I can’t tell you how many friends wrote that in my high school yearbook. Never change. Could you imagine if I never changed? Since 1988? I don’t know about you, but if I never changed, there’s a good chance I’d be dead. Or still wearing shoulder pads.
In the past week, I have had multiple close friends comment on a change they see in me. A good change. A deep soul change. Praise the Lord for friends who aren’t afraid to call out spiritual progress. All too often we don’t recognize our own transformation unless someone points it out. But this change? This is one that I am, and continue to become, acutely aware of.
The people I am closest to don’t just see the change, they understand it. As for those who don’t know me as well, I am not so sure they understand. To protect us all from repeating conversations I was never present for (remember Sirach 19:7–9), let’s just say that the people are wondering, Where did Laura go? And not just where, but why?
It’s a fair question. Let me explain.
When COVID hit hard and the world shut down, I was already suffering my own personal pandemic. What felt like an endless doggie paddle through the raging waters of mental illness and addiction, I was already exhausted by years of treading in place before we were forced to shelter in place. I know I am not alone. I know that many of us were in the midst of fighting our own battles, only to be told to stand still. Put it on hold. Stop paddling. Stay where you are.
The problem with not paddling? You drown.

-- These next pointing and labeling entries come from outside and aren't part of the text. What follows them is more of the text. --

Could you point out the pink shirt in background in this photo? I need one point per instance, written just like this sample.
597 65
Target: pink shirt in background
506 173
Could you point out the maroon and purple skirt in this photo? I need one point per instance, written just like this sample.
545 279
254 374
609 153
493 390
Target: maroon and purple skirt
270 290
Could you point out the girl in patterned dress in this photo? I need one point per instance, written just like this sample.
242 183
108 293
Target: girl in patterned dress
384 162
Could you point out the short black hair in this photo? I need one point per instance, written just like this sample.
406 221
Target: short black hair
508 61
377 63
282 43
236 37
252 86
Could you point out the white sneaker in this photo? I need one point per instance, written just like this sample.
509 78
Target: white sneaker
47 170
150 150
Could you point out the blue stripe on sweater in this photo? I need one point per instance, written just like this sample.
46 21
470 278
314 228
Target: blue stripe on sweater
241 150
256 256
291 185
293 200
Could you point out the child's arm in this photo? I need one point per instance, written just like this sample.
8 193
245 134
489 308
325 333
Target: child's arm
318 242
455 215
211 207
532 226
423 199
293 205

As I watched everything close its doors—doors to things that we had worked so hard to open—the church closing was the final straw. And please do not mistake this post for a debate on whether this response from the church was right or wrong. I do not have the emotional bandwidth for that discussion, and more importantly, to veer off the point here would be unfortunate. This is not about right or wrong, safe or unsafe. This is about my total reliance on God and my need for the sacraments. The Eucharist is my strength, my sanity, my food, my oxygen, my therapy, my everything. It is what keeps me afloat when sinking to the bottom looks like a far better option. And so, when the church doors closed, I did what I knew I needed to do to keep my head above water. To be a good wife and mother. To continue to bear my share of hardship for the gospel (2 Timothy 2:3). I found a church with open doors.
That’s where I went. And that’s where I have stayed.

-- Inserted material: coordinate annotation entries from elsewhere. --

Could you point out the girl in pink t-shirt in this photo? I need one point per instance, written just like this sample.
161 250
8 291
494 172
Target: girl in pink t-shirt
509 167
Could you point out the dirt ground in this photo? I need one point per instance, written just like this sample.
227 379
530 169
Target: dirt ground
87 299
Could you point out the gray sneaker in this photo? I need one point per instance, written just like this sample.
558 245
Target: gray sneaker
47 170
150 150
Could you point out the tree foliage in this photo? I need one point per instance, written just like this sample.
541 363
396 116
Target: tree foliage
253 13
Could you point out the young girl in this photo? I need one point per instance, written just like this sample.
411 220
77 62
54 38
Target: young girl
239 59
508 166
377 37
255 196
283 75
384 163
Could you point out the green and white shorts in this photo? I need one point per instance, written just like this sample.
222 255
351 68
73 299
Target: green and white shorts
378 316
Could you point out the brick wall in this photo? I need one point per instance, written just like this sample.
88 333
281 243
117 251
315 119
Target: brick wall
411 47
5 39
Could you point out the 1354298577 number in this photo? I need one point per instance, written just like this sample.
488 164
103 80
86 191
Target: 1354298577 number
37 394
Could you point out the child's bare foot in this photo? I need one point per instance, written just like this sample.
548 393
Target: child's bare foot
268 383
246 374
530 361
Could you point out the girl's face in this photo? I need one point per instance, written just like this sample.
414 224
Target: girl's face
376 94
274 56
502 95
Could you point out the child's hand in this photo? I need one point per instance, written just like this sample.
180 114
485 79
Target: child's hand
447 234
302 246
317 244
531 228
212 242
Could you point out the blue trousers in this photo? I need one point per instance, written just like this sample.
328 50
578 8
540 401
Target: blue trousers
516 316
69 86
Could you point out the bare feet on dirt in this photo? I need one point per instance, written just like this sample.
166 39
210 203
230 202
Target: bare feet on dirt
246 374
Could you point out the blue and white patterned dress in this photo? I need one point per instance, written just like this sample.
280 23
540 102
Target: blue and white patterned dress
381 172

Because, when I walked through those doors, what I found was not only the most beautiful, reverent Mass, but also a holy presence that stilled my soul and silenced the storm in my mind. At a time when the world was spinning out of fear, chaos, and confusion, the Traditional Latin Mass offered a peace and security that transcended all understanding (Philippians 4:7). So caught up in its beauty, I found that participating in the Holy Sacrifice of the Mass was not so much about me anymore but about Him. When we read that God works all things for good (Romans 8:28), this right here would be a most appropriate example. What aimed to take me down by keeping me from the sacraments, the Lord has used for me to experience them even greater; to experience Him deeper. No longer treading in my desperation, I found myself swimming in His grace.
And it has come with a cost.
Imagine going from a leader in your parish to nobody knowing who the heck you are. Imagine that one day you are co-coordinating your church’s most vibrant ministry, and the next, you are settling quietly in the back pew, hidden by your veil. And then, imagine how the enemy delights in playing with your mind when word gets back to you that the people are talking. The people are wondering, Where did she go? Does she think that she is holier than thou? Now, I am not going to lie. I would love to be holier than you. In fact, I desire to be as holy as I possibly can be! And you should too. But that’s not why you do not see me anymore. In fact, it was never about you.

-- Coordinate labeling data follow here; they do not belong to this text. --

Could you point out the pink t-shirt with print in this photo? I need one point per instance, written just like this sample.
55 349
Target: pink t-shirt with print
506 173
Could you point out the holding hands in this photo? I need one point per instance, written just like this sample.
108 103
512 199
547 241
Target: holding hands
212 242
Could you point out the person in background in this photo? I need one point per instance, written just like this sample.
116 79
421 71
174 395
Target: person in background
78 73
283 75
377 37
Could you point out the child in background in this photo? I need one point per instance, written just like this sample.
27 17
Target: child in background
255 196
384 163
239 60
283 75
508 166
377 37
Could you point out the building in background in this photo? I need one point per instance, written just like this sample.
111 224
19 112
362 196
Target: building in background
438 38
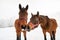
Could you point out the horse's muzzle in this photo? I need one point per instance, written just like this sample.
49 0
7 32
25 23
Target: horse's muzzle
25 27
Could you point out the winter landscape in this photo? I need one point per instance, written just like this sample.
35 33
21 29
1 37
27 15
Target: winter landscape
9 10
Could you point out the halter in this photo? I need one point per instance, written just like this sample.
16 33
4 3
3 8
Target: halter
33 25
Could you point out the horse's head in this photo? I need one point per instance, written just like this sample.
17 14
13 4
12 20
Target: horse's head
34 21
23 11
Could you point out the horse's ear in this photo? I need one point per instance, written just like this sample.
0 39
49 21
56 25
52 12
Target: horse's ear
27 7
37 13
31 14
19 6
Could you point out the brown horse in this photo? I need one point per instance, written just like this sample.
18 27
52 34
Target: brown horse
21 22
47 24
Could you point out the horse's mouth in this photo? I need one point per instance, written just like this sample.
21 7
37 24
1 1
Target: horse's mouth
25 27
32 26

I went to where I was unknown by others so as to be convinced that I am known by God.
And this is the spiritual journey, is it not? A sign of maturing faith. Nobody grows by staying the same. Yes, I have embarked on a new stretch of pavement, but make no mistake, the road I travel is the same, for its destination is eternal glory. If you crave a deeper faith—and you should—don't plan on staying comfortable. Jesus didn't command you to pick up your electric blanket and follow the crowd to Starbucks. He asks that you pick up your cross and follow Him. Not everyone will understand why you do what you do. And that is okay. Since when did being a believer require that everything makes sense? At the center of our faith is total Mystery. If you ask me, understanding is overrated. Blind obedience is where it’s at.
The Lord has been doing a new thing in my life. He has been making a way in the wilderness and streams in the wasteland (Isaiah 43:19). And I am utterly amazed by His faithfulness. True, He never changes (Hebrews 13:8), but praise God, I do. So do not be afraid, my friend, when the Lord calls you to something new. If He closes a door on you, rest assured, He will open another. You just need a little more courage than fear to walk on through.